Why MA finished 13th of 16 on the Race to the TopDonal Fox!

How Washington is undermining the Bay State’s high education standards

Jim StergiosBy Jim Stergios
April 3rd, 2010


We did not miss out on the Race to the Top primarily because of the fact that we have not yet adopted the Common Core standards that are still in draft form. But that is the easy give for the Patrick administration. First, the Patrick folks don’t want to do the hard work necessary to address the major failing in the application — the lack of any sense as to how they would evaluate teachers using student and other data.

That would take imagination, the expenditure of political capital, and good blocking and tackling. They lack all of the above.

Adopting the Common Core standards is an easy one for an administration that has been willing, as Charlie Chieppo and I noted in a piece in the Wall Street Journal today, to weaken

the state’s emphasis on objective assessments by giving so-called 21st century skills like “global awareness” and “cultural competence” equal billing with academic content in its standardized tests.

But the question I have for Arne Duncan and the president is why are they immune to empirical evidence? Why is the Race to the Top application premised on a failed strategy, a kumbaya strategy, and a clearly inferior strategy? That is, why are our federal leaders racing to support “turnaround school” scenarios that have almost uniformly failed across the country; to insist that we secure union support when the unions, together with superintendents and school committees, have most often opposed hard reforms (including standards); and to arm-twist us to adopt national standards that are markedly inferior to our state standards?

Such wisdom from Washington. Forgive me if I yawn.
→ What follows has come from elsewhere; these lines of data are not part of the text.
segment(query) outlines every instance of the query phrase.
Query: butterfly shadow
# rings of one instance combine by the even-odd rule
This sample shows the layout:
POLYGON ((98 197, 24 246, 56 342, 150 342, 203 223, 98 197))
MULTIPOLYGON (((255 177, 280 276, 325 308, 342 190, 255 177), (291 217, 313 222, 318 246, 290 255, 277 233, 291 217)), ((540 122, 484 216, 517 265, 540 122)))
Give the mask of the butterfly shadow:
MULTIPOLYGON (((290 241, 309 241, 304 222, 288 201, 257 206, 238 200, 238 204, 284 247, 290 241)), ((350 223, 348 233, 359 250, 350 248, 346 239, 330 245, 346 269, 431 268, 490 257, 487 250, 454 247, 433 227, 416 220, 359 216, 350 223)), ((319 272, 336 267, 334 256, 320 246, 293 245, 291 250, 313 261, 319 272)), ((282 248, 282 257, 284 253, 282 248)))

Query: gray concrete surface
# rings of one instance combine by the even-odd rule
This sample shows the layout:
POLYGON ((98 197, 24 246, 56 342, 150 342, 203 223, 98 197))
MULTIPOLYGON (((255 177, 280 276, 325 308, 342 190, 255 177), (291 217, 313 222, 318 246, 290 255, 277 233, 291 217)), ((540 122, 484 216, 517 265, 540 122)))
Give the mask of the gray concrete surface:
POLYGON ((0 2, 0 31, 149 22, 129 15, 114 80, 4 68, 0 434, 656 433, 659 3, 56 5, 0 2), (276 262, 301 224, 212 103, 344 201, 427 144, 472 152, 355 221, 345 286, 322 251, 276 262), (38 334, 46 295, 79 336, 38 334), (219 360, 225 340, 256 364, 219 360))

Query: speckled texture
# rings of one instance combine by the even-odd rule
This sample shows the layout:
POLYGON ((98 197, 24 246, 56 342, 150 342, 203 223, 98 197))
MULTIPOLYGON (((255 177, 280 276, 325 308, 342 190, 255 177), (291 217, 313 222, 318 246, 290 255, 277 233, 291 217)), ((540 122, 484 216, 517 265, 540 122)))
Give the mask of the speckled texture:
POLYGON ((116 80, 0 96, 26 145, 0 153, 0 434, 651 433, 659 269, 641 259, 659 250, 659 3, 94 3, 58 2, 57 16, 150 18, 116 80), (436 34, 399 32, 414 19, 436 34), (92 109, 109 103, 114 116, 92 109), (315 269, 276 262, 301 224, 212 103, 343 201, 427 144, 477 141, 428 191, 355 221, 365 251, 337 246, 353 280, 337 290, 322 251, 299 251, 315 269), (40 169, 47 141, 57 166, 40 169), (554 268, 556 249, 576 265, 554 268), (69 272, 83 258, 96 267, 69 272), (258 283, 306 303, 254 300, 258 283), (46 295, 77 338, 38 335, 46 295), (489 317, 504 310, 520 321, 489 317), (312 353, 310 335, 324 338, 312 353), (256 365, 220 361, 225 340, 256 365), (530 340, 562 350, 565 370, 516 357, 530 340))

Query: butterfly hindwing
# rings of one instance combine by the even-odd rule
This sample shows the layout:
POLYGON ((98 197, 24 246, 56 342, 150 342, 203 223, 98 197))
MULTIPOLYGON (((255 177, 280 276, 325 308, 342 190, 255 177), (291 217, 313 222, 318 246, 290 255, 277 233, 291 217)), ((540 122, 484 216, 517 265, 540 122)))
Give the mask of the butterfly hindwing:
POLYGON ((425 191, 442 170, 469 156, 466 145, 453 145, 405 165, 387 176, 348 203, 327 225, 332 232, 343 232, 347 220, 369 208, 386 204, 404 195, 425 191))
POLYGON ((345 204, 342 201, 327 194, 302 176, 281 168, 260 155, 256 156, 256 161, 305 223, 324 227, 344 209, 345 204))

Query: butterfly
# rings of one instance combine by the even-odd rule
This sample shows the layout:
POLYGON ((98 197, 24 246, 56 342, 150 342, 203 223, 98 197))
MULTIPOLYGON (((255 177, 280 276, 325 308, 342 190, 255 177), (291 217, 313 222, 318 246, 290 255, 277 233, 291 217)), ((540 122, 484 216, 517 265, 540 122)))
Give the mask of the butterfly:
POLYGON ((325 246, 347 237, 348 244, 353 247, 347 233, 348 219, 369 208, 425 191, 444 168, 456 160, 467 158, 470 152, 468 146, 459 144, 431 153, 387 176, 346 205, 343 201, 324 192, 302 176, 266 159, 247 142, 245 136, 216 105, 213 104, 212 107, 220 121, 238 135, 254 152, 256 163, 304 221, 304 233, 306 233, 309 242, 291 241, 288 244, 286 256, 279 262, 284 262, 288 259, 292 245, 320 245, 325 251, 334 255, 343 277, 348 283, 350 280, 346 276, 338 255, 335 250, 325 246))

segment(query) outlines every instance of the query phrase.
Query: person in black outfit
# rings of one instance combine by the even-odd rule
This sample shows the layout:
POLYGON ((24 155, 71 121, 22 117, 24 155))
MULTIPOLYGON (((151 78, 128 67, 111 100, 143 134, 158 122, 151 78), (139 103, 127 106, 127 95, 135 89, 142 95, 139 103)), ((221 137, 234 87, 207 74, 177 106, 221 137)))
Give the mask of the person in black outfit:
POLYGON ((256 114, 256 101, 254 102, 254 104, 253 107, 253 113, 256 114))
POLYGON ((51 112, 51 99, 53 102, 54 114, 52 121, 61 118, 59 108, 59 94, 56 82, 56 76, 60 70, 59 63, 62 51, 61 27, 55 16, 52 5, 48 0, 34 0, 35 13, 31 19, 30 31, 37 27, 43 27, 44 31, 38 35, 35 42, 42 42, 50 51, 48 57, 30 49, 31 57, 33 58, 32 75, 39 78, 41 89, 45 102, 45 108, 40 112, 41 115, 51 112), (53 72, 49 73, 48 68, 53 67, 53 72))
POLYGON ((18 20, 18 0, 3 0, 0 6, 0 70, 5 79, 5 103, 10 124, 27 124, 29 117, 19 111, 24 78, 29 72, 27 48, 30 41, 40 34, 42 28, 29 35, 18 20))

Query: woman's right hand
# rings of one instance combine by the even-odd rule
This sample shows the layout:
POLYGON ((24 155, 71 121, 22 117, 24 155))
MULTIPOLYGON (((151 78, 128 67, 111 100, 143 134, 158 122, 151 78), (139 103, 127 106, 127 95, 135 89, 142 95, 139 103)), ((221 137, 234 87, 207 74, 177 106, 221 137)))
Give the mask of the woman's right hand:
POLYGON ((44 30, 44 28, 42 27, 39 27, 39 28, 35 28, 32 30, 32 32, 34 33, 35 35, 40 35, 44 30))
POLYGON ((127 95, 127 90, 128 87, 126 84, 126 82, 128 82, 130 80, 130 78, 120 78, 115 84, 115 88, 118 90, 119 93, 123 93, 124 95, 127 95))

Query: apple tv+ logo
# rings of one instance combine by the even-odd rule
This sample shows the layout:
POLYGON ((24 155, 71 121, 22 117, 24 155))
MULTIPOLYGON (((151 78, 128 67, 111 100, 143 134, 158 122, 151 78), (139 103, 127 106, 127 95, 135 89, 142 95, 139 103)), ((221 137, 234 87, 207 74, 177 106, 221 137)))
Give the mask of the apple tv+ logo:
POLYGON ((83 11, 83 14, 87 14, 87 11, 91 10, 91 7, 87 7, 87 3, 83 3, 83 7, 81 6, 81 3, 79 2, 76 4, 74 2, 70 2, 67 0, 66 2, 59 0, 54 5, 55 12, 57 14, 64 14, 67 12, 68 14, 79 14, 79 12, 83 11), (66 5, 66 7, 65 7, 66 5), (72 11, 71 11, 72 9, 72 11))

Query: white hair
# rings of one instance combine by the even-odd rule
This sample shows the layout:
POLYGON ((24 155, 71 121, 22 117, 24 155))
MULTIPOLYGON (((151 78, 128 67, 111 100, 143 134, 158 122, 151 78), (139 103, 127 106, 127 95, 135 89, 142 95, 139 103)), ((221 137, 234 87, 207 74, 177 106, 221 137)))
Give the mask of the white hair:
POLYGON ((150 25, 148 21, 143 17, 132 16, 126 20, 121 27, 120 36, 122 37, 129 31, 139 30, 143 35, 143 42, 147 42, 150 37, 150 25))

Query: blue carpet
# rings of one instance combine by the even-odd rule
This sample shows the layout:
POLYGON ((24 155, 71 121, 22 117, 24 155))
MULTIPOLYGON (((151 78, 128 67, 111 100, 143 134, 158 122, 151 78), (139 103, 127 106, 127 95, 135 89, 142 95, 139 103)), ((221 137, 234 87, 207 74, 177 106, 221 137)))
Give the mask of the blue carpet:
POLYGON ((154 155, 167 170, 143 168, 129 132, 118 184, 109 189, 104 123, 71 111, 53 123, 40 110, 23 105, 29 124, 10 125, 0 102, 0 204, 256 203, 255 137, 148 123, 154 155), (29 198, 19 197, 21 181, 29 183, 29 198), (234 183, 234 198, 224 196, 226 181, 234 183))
Entry Filed under: Education

2 Comments Add your own

  • 1. Mary Gregor  |  April 6th, 2010 at 3:30 pm

    If found your piece in the WSJ interesting. However, you didn’t mention the school choice aspect of reform and its impact on the improvements in Massachusetts education. Although this is only public, not private school choice, districts were forced to confront their shortcomings or lose students – usually the motivated ones. Allowing parents and students to walk out on an underperforming school staffed with clueless or arrogant administrators gives them the opportunity to attend a school with better curriculum and a more serious approach to learning. For my family, it was a godsend.

  • 2. Eduardo del Solar  |  May 4th, 2010 at 9:04 am

    That is, why are our federal leaders racing to support “turnaround school” scenarios that have almost uniformly failed across the country.

    Don’t blame the feds. Here in Boston Court St will screw thing up quite well when applying more of the same top down management strategies that continue to ruin school systems in our nation.

    Even though the BPS has no evaluations for teachers, they now claim the selection to keep teachers in turn around was based on performance evaluations that do not exist (based on Globe story) to select the teachers!!! Turn around schools will fail because of incompetent LOCAL, not federal, burrocrats.

    to insist that we secure union support when the unions, together with superintendents and school committees, have most often opposed hard reforms (including standards);

    We are against reform because reform or deform based on top down corporate principles has failed everywhere. We did not need Diane’s book to prove that. Do we need Chief Knowledge Officers that have never been in a classroom telling skilled teachers how to teach?

    Bottom line is schools will continue to fail as long as buy in from teachers is excluded from the teaching process. Big kudos to Mass unions for rejecting the Race to the Bottom funding!